Y, sin embargo, no veo en qué manera podré resolverlas; y, como si de repente hubiera caído en
aguas muy profundas, tan turbado me hallo que ni puedo apoyar mis pies en el fondo ni nadar para
sostenerme en la superficie. Haré un esfuerzo, pese a todo, y tomaré de nuevo la misma vía que
ayer, alejándome de todo aquello en que pueda imaginar la más mínima duda, (…) hasta haber
encontrado algo cierto, o al menos, si otra cosa no puedo, hasta saber de cierto que nada cierto hay
en el mundo (…) pienso que carezco de sentidos; creo que cuerpo, figura, extensión, movimiento,
lugar, no son sino quimeras de mi espíritu. ¿Qué podré, entonces, tener por verdadero?
Yo mismo, al menos, ¿no soy algo? Ya he negado que yo tenga sentidos ni cuerpo (…)
Cierto que hay no sé qué engañador todopoderoso y astutísimo, que emplea toda su industria en
burlarme. Pero entonces no cabe duda de que, si me engaña, es que yo soy; y, engáñeme cuanto
quiera, nunca podrá hacer que yo no sea nada, mientras yo esté pensando que soy algo. De
manera que, tras pensarlo bien y examinarlo todo cuidadosamente, resulta que es preciso concluir y
dar como cosa cierta que esta proposición: “yo soy”, “yo existo”, es necesariamente verdadera.

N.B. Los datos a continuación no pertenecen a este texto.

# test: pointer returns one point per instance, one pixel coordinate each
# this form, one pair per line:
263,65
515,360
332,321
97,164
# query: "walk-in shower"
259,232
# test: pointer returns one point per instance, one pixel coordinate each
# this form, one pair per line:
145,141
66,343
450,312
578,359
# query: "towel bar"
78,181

(…) Ahora bien, ya sé con certeza que soy, pero aún no sé con claridad qué soy (…) examinaré de
nuevo lo que yo creía ser, antes de incidir en estos pensamientos, y quitaré de mis antiguas opiniones
todo lo que puede combatirse mediante las razones que acabo de alegar, de suerte que no quede
más que lo enteramente indudable. Así pues, ¿qué es lo que antes yo creía ser?
(…) Me fijaba, primero, en que yo tenía un rostro, manos, brazos, y toda esa máquina de huesos y
carne, tal y como aparece en un cadáver, a la que designaba con el nombre de cuerpo (…) En lo
tocante al cuerpo, no dudaba en absoluto de su naturaleza, pues pensaba conocerla muy
distintamente (…) entiendo por cuerpo todo aquello que puede estar delimitado por una figura, estar
situado en un lugar y llenar un espacio, de suerte que todo otro cuerpo quede excluido; todo aquello
que puede ser sentido por el tacto, la vista, el oído, el gusto o el olfato (…)
(…) ¿Acaso puedo estar seguro de poseer el más mínimo de esos atributos que acabo de referir a la
naturaleza corpórea? Me paro a pensar en ello con atención, paso revista una y otra vez, en mi
espíritu, a esas cosas, y no hallo ninguna de la que pueda decir que está en mí (…)
(…) Pasemos, pues, a los atributos del alma, y veamos si hay alguno que esté en mí. Los primeros
son nutrirme y andar; pero, si es cierto que no tengo cuerpo, es cierto entonces también que no
puedo andar ni nutrirme. Un tercero es sentir, pero no puede uno sentir sin cuerpo, aparte de que yo
he creído sentir en sueños muchas cosas y, al despertar, me he dado cuenta de que no las había
sentido realmente. Un cuarto es pensar: y aquí sí hallo que el pensamiento es un atributo que
me pertenece, siendo el único que no puede separarse de mí. Yo soy, yo existo; eso es cierto,
pero ¿cuánto tiempo? Todo el tiempo que estoy pensando (…)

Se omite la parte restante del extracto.